There comes a point, however, where every one of us must ask what price is being paid for this friendship and answer the question in light of the fact that my own spiritual integrity will be reflected by my answer. I must recognize that a loyalty to friendship above loyalty to Scripture, will do neither of us any real spiritual good. Over the last twenty years I have parted company with so many whom I respected and blindly trusted, from others in whose pulpits I had preached years before and still others who stood in positions of leadership and authority who have abandoned what they taught me to be in the ministry. I cannot afford the price of such friendship and neither can you, lest our efforts to help them be misunderstood as some kind of approval or we become drawn into their compromise ourselves. Thankfully, the Lord has provided a gracious alternative in a Fellowship such as ours. Many of us in the IBFNA, have also turned the page on past ties and moved ahead with others who will not compromise for the sake of friendship.
We need strong friendships in the ministry with those of like precious faith. The lone rangers who have need of no one else have not demonstrated the benefits of their isolationism. In fact, in recent years it has been my experience that some who prefer to stand alone become so inbred with their own peculiar doctrines and hobbyhorses as to become cultic within their closed world. They have no objective basis for comparison for their unique perspectives and twists of Scripture, and without the work of iron sharpening iron from without, they magnify the peculiarities of their own making to the detriment of preaching the whole counsel of God.
For Baptist preachers the foundation of fellowship has been the Associations of Baptist Churches, whereby independent Baptists need not surrender any of their autonomy by gathering together with brethren in ministries of like precious faith. Historically, such Associations served to further the work of the Lord by cooperative efforts among the churches represented to further the cause of Christ or to redress grievances with the powers that be. It was the value of a larger united voice that drew men out of their respective ministries to gather together in one place for a time of important business, fellowship and the preaching of the Word. The blessing of hearing others preach should not be taken lightly.

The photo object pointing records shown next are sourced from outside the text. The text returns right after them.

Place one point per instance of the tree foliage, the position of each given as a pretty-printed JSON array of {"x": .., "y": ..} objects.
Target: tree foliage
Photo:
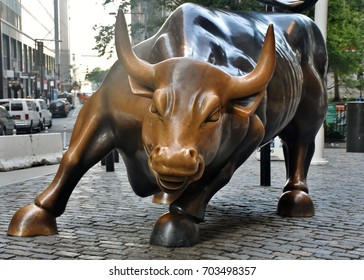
[{"x": 96, "y": 75}]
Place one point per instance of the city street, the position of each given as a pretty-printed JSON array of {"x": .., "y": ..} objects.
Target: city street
[{"x": 65, "y": 124}]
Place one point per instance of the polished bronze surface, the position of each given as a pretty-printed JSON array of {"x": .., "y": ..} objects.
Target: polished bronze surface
[{"x": 188, "y": 106}]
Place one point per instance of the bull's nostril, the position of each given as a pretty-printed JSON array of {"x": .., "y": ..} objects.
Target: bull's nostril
[{"x": 193, "y": 153}]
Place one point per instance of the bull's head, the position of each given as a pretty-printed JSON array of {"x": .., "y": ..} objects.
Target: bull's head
[{"x": 183, "y": 129}]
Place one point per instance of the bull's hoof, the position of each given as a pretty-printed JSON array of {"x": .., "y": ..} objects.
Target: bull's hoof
[
  {"x": 295, "y": 203},
  {"x": 175, "y": 230},
  {"x": 32, "y": 220}
]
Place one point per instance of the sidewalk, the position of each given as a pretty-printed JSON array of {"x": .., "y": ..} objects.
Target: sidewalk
[{"x": 104, "y": 219}]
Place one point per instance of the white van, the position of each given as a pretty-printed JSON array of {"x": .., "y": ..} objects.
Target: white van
[
  {"x": 44, "y": 114},
  {"x": 24, "y": 112}
]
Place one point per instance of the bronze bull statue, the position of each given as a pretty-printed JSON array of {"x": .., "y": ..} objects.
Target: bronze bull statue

How often do we hear other brethren preach? If we’re in the pulpit most (perhaps all) of the time (another weakness of lone rangers), the only real time we ourselves are fed is in the personal study of the Word or in our preparations to preach to others. More recently, there are other alternatives in our computer age and, as one who has more than 60 sermons online, the Internet can help relieve some of the isolation. Nothing, however, compares with the gathering together of preachers, where we can hear blessed preaching, engage in stimulating conversation across the dinner table and meet new people who face the same trials and triumphs that we do in our own ministry. If we are going to preach to our people the importance of the ministry of encouragement between one another, ought we not to model that ministry by being a blessing to our peers in the ministry and encouraging one another in the work of the Lord? Likewise, when we promote the concept of accountability to our people, does not our gathering together with other in the ministry promote a measure of accountability with each other? Is it not the heart of iron sharpening iron that we voluntarily offer others the privilege to test the edge on our sword, as we also test theirs? The struggle we face today is more about orthopraxy than orthodoxy, more about actual application of Biblical principles than their recitation or publication. I am always reminded how the Presbyterian Church had long abandoned the Westminster Confession functionally before it abandoned the Confession officially and publicly.
Churches need to recognize the value of sending their pastor to a good Bible conference that will revive and refresh their man for the pulpit and other labors for the Lord at home. There are spiritual challenges that can be brought to the heart of a pastor that cannot be gleaned from the members of his church. There are issues abroad in this rapidly changing landscape called Christian ministry that will have a definite impact if not upon his church, then upon the community where his church ministers. Likewise, the turbulent changes in schools and agencies, that might be otherwise unknown, will have a definite impact upon the future of our churches in terms of the next generation of leadership. Isolation, inbreeding and the presumption that “all things continue as they were since the fathers fell asleep,” will contribute significantly to a threatening measure of ignorance and naivete that could radically change or destroy a local church’s testimony in the future.